The real breakthrough came after I got laid off in October of 2023 and went freelance.
Duckrabbit Solutions offers a range of software, systems, and data engineering services. I have a particular interest in investigating and documenting legacy code and helping small or inexperienced teams get a handle on stuff that’s big, old, and critical. If your organization has something scary and weird that you need help understanding, whether it’s an internal app, a legacy database, or a subtle business process, send me an email and tell me about it.
To my amazement and gratitude, my first client came calling quickly, thanks to 10+ years of posting on a niche messageboard. I negotiated an hourly rate so I needed to start tracking my time. I threw together a tiny schema for time tracking in SQLite and wrote a hasty shell script to clock in and out with. I handled my reporting needs for submitting my invoices by composing appropriate queries in the SQLite repl and hitting the up arrow. I knew I wanted to write a real program to handle this stuff, and I started writing it in January. In Haskell.
I succeeded. I wrote an honest-to-gosh real, useful Haskell program.
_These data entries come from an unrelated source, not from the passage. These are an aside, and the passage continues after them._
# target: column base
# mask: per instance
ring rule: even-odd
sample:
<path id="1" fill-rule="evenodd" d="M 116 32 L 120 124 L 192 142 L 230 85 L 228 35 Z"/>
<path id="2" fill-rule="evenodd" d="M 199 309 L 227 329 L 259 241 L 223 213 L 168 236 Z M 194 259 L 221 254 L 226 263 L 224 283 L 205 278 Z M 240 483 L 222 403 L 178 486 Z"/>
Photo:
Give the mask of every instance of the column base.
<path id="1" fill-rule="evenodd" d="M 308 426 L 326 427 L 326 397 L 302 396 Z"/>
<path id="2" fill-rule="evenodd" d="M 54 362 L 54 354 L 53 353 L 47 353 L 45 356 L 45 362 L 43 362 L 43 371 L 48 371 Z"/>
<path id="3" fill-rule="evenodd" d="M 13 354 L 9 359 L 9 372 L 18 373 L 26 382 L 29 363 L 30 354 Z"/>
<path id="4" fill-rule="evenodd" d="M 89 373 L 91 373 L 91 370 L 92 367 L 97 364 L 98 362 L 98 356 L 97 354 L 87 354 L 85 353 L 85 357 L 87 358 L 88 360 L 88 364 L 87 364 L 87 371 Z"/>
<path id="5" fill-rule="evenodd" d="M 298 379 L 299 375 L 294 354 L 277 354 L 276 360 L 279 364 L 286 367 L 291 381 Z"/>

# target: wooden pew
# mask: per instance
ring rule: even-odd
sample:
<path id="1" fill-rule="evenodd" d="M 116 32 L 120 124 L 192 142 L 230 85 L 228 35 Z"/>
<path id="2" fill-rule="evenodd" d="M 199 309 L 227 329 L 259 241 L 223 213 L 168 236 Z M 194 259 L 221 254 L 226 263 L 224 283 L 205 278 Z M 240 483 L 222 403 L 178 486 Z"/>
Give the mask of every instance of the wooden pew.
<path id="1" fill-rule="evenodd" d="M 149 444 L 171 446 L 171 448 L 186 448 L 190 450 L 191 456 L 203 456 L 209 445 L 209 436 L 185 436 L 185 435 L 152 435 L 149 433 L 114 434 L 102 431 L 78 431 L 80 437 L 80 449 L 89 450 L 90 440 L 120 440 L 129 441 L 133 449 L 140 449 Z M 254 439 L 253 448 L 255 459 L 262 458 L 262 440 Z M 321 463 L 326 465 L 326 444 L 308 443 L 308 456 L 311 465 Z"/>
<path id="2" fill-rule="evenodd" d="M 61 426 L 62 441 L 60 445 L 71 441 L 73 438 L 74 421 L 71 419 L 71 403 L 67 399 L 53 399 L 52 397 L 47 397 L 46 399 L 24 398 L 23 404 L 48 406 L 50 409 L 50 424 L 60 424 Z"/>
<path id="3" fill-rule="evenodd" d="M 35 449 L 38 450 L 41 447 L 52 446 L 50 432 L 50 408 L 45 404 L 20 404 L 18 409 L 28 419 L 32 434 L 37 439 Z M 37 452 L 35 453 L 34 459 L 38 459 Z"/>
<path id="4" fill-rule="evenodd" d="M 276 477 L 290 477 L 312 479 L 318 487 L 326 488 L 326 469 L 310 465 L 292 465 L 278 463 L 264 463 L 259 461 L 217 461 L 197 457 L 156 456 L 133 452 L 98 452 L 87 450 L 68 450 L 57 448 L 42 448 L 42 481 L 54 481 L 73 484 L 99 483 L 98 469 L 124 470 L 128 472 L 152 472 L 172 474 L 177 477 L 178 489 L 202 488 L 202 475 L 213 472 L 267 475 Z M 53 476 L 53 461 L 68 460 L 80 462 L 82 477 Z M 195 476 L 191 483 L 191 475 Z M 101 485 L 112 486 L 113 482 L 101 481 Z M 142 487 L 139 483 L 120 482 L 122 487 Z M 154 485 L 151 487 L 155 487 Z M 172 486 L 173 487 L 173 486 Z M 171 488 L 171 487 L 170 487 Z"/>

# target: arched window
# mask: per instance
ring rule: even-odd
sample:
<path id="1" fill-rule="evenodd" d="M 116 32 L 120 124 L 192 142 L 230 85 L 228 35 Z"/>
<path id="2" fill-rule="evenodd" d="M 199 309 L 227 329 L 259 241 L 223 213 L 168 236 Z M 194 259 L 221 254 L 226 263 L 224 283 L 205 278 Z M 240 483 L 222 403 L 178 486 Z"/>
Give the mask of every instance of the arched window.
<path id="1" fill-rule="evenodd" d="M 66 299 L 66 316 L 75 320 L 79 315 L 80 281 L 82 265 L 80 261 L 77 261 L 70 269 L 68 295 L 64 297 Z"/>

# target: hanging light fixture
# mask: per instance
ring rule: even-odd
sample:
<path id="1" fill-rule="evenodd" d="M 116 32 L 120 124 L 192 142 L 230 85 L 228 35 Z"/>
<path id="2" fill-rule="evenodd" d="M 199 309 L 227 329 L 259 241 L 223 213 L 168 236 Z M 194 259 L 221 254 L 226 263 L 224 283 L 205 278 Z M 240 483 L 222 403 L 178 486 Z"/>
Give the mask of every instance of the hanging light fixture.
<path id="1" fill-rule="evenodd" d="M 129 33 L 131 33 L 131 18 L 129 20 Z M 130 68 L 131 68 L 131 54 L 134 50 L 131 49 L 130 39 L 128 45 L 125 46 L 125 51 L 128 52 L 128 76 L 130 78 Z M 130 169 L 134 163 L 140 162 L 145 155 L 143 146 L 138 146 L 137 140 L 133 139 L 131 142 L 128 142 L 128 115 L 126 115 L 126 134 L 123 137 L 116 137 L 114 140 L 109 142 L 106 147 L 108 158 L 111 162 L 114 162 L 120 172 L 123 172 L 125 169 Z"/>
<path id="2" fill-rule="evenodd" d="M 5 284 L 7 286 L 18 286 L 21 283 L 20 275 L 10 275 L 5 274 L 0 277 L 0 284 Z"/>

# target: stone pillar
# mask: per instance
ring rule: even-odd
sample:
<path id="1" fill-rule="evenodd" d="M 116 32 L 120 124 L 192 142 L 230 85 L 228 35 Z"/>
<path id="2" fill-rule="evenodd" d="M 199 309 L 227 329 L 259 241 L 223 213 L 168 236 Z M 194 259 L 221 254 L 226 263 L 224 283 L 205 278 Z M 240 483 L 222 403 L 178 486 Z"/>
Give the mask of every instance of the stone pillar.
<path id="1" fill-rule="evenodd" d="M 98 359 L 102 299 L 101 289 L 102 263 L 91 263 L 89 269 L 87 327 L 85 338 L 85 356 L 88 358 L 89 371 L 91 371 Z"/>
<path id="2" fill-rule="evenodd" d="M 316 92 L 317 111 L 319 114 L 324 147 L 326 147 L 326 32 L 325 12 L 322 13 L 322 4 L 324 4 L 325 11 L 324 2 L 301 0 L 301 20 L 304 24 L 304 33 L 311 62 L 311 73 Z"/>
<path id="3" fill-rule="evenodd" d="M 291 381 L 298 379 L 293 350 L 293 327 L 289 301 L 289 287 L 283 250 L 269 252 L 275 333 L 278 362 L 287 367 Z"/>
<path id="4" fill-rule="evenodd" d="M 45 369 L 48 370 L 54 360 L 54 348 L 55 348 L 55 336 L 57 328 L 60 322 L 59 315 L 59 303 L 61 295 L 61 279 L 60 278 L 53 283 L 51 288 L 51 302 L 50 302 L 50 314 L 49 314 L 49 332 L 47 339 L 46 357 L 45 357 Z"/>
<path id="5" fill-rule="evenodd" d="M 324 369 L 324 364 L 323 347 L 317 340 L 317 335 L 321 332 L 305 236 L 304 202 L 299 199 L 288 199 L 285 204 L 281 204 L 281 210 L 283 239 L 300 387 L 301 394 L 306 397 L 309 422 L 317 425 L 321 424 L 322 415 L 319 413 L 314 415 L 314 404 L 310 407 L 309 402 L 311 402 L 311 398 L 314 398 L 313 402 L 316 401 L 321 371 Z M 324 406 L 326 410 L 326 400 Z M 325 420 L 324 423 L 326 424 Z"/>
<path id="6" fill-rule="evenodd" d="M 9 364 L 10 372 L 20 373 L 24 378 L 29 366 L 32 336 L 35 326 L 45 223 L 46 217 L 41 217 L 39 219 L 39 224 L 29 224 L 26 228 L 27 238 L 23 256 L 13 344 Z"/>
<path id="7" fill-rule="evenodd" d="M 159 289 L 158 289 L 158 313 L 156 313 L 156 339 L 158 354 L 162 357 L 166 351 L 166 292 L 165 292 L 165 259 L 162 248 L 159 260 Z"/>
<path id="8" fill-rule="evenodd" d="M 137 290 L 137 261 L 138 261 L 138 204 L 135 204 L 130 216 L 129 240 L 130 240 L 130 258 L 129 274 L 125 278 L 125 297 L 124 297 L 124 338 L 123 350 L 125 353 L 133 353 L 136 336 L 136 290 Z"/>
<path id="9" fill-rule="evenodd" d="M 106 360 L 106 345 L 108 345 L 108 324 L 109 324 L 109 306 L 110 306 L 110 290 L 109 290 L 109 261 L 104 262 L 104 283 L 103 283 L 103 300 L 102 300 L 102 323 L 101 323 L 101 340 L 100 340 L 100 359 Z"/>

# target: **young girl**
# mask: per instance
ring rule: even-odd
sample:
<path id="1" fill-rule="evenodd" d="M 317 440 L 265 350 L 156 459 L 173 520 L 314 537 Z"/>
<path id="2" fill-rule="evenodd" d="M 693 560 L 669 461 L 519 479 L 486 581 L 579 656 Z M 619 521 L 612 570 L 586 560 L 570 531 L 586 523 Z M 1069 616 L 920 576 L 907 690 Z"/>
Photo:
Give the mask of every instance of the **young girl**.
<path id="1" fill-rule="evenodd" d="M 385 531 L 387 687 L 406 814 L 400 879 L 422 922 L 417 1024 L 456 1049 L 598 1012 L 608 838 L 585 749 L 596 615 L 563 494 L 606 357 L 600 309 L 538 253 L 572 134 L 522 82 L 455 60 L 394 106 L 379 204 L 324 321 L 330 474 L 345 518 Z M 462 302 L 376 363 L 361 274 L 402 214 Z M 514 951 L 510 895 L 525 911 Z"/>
It parses command-line options and talks to the database, like a real program. I can clock in and clock out and backfill hours I missed tracking. It converts UTC times to my time zone. It can print hours reports grouped by day or month. It passes functions into functions. It has data types for my client accounts and for time entries and for the various operations that can be run. It doesn’t do any fancy M word stuff. It’s all in one file. It’s not pretty, and I don’t think it has great discipline about boundaries yet. But it compiles, and when I want to change something, the compiler helps. My white whale since I was 19, a useful program in Haskell, finally harpooned.
What fascinated me about Haskell when I was still a teenager? Who knows. I had been coding with increasing enthusiasm since I was 10 or 11 but I was no wunderkind. I certainly hadn’t attained anything like the skill or, more importantly, taste I had after just a few years in the working world. What I like about it today is that it’s quite natural to program in Haskell by building a declarative model of your domain data, writing pure functions over that data, and interacting with the real world at the program’s boundaries. That’s my favorite way to work, Haskell or not.